BID Daily Newsletter

October 28, 2015

Mutualism In Vendors & Risk Management

According to Wikipedia, mutualism is the way two organisms of different species co-exist in a relationship in which each individual benefits from the activity of the other. There are many instances of this occurring in nature and one of the most obvious is the honeybee and the flower. Another example is the impala and the oxpecker birds that eat the flies and bugs that try to feast on it. Yet another is the relationship between yucca moths that pollinate yucca plants, while gaining a source of food for their larvae.
In banking, mutualism also exists, particularly when it comes to third-party vendors. Community banks by definition usually run fairly tight on staffing levels, so outsourcing is common. These days, it makes sense to explore such alternatives, particularly if the service needed isn't core to the business. After all, it makes more sense to have key staff focus on the customer vs. running reports. Focusing on the highest and best use of staff is more critical now than ever, so maybe it is time to look around and see what you can outsource (particularly if you never liked doing the thing to begin with).
So how do you begin such a process? Start by reviewing the regulatory guidance on vendor risk management. It outlines many things a bank should do when considering outsourcing things to vendors and gives you a good foundation.
Next, understand where the regulators are coming from around vendor risk management. To begin, regulators have no problem when banks outsource, particularly when expertise or staffing is lacking, but that does not transfer responsibility so you have to be smart about it. Regulators still want banks to identify, monitor, manage and control risk in these relationships so understand what areas of the bank they touch and whether or not that is necessary. Start with BSA and customer privacy pieces and strip them out of the outsourced process entirely if you can.
A third thing to do here is to take a close look at the vendor. Banker buddies may have used someone for years and that is good, but you should still do a thorough assessment of the vendor's capability and financial backing before jumping in. One easy way to do this from 80,000 feet is to ask your lending team to look at the vendor's financials and answer the question--would you make a loan to them? If not, you probably already have your answer and should move on.
Another must-do is to clearly inform the Board what you are doing when using vendors.
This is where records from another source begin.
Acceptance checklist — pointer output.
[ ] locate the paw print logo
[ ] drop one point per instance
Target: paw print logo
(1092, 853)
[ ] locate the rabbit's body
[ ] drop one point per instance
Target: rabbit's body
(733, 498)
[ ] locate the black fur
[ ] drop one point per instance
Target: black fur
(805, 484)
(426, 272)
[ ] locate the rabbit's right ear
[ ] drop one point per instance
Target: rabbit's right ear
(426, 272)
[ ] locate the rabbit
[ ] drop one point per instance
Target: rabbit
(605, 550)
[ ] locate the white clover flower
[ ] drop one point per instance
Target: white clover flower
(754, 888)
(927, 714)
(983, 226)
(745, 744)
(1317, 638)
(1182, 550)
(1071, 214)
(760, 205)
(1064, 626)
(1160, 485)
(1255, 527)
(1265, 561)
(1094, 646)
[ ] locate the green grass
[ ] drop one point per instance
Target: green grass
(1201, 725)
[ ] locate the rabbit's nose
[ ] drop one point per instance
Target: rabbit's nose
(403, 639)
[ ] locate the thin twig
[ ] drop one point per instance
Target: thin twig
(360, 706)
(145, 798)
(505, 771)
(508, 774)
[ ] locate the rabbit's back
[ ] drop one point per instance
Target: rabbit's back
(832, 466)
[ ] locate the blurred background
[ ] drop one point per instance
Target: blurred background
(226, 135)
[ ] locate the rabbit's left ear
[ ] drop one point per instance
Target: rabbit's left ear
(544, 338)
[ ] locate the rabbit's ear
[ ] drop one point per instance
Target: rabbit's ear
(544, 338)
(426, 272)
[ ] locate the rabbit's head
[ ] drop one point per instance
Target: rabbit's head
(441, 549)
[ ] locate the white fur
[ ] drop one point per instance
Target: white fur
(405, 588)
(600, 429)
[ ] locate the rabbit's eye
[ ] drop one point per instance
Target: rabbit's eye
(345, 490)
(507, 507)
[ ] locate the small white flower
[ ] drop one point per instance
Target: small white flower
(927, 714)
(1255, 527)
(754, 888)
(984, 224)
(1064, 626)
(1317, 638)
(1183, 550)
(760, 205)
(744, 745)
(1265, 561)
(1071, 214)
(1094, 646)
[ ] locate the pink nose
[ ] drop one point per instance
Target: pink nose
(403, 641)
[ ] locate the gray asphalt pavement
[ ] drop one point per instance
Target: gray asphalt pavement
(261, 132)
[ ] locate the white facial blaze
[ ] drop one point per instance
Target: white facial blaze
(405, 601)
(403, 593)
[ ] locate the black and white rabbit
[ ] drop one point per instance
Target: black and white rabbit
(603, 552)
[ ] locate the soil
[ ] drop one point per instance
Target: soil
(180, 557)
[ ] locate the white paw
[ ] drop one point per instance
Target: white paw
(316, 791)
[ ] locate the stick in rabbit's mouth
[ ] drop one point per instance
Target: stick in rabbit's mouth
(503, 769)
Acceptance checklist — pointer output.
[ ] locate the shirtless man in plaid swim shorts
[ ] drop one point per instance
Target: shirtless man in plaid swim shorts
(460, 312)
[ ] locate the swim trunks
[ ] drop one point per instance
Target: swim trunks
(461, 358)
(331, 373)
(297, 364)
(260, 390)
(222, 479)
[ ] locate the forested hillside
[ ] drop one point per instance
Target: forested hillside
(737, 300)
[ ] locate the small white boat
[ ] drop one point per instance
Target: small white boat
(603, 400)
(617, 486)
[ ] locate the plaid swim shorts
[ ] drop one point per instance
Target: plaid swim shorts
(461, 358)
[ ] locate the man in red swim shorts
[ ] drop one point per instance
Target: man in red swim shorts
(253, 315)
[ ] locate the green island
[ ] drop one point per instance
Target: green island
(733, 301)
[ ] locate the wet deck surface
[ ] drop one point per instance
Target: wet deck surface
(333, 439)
Here the FDIC even states that the "board of directors and senior management are ultimately responsible for managing activities conducted through third-party relationships, and identifying and controlling the risks arising from such relationships, to the same extent as if the activity were handled within the institution." While outsourcing benefits definitely outweigh the risks in most instances, clear reporting all the way to the top is needed.
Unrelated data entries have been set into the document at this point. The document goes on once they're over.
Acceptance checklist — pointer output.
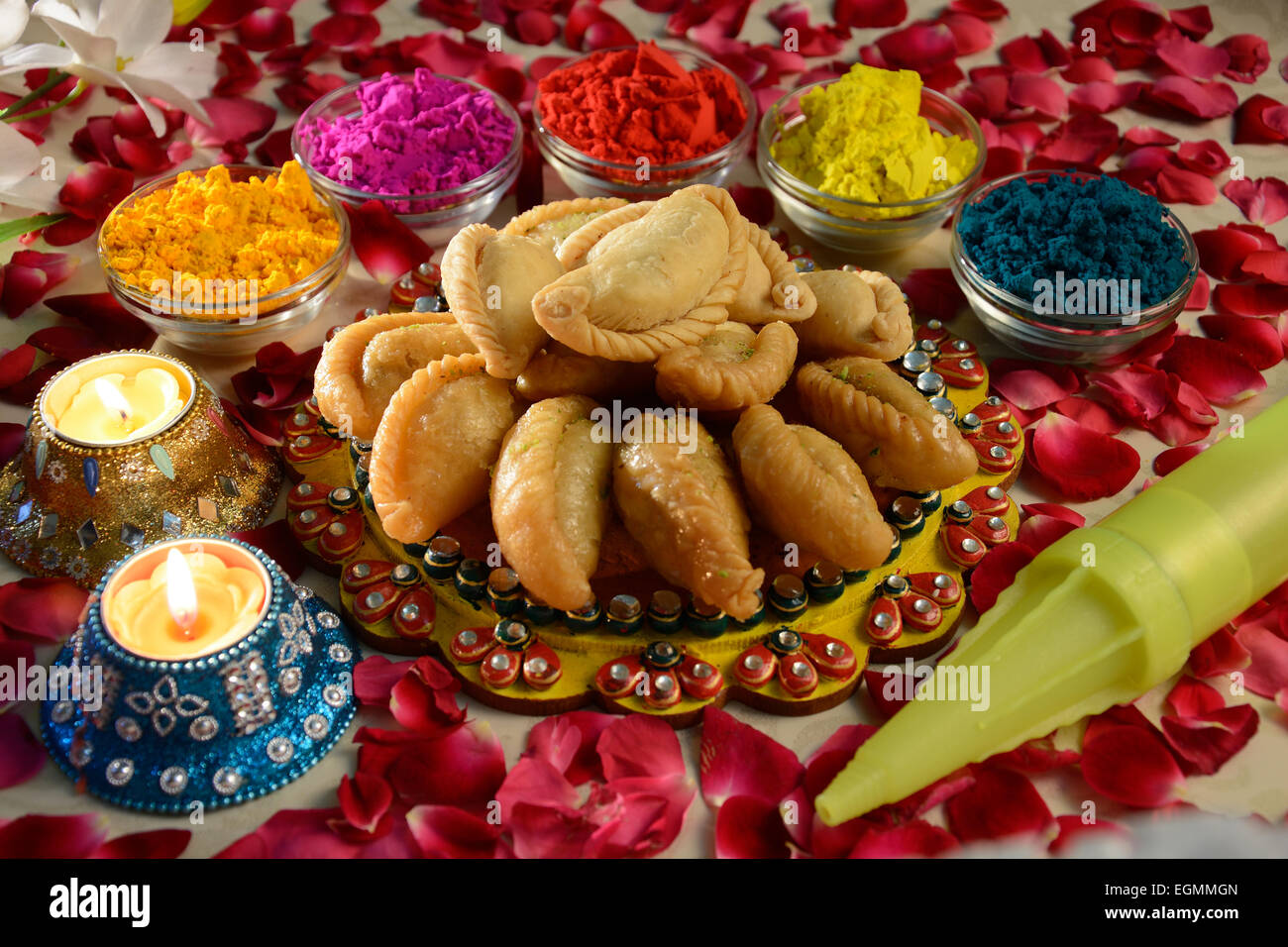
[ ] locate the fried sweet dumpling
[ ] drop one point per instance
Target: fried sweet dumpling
(550, 499)
(436, 444)
(552, 223)
(489, 279)
(684, 509)
(356, 376)
(885, 424)
(558, 369)
(772, 291)
(730, 368)
(807, 489)
(858, 313)
(665, 279)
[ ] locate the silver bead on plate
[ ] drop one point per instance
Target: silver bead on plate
(226, 781)
(174, 780)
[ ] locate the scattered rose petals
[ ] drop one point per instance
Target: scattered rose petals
(1129, 764)
(1080, 463)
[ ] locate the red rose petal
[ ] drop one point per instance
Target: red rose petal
(750, 827)
(1249, 299)
(1129, 764)
(1207, 741)
(385, 245)
(996, 573)
(1194, 59)
(445, 831)
(915, 839)
(1073, 830)
(1257, 339)
(999, 804)
(1266, 673)
(1190, 697)
(1262, 201)
(1078, 463)
(739, 761)
(266, 29)
(1215, 368)
(21, 754)
(1201, 99)
(934, 294)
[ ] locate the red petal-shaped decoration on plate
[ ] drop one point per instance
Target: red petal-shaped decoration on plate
(266, 29)
(21, 754)
(1222, 654)
(1257, 339)
(915, 839)
(445, 831)
(1207, 741)
(1190, 697)
(996, 573)
(1248, 54)
(1080, 463)
(385, 245)
(999, 804)
(1218, 368)
(1266, 673)
(52, 836)
(375, 677)
(750, 827)
(1262, 201)
(739, 761)
(1199, 99)
(1194, 59)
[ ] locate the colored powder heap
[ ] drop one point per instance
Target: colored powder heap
(274, 231)
(1096, 228)
(863, 140)
(412, 138)
(626, 105)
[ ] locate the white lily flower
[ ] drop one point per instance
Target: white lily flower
(121, 43)
(20, 184)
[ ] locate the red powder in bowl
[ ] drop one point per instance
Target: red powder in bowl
(625, 105)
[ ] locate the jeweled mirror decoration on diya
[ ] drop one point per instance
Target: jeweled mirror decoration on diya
(644, 646)
(123, 450)
(206, 677)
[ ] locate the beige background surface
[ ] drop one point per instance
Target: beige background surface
(1256, 781)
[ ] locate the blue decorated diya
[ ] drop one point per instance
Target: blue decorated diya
(215, 728)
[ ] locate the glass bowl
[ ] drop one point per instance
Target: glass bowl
(864, 226)
(443, 213)
(236, 324)
(590, 176)
(1078, 339)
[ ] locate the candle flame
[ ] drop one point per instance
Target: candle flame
(180, 592)
(112, 399)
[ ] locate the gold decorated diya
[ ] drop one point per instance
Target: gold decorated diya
(124, 450)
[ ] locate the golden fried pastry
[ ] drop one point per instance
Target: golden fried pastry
(438, 438)
(356, 376)
(772, 291)
(558, 369)
(550, 499)
(489, 279)
(730, 368)
(661, 281)
(686, 512)
(885, 424)
(858, 313)
(831, 510)
(550, 223)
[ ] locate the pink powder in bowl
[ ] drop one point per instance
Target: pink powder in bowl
(415, 137)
Finally, once you have a comprehensive list of your vendor relationships compiled, go into the conference room with your management team at least 1x per year and discuss it in detail. Decide which ones are helping you the most, which ones may not be financially viable and which carry the greatest risk for your bank. Then assign someone to work on tightening up the number of third-parties you work with and reducing your exposures.
Community banks rarely have the internal resources to dedicate someone solely to managing multiple vendors, so identifying the riskiest ones first and updating your due diligence package can move you well down the road.
Not every vendor will treat mutualism the same way as your bank wants to be treated, so finding the right fit is critical to your success. After all, the closer you can get to a perfect match, the better off your bank will be.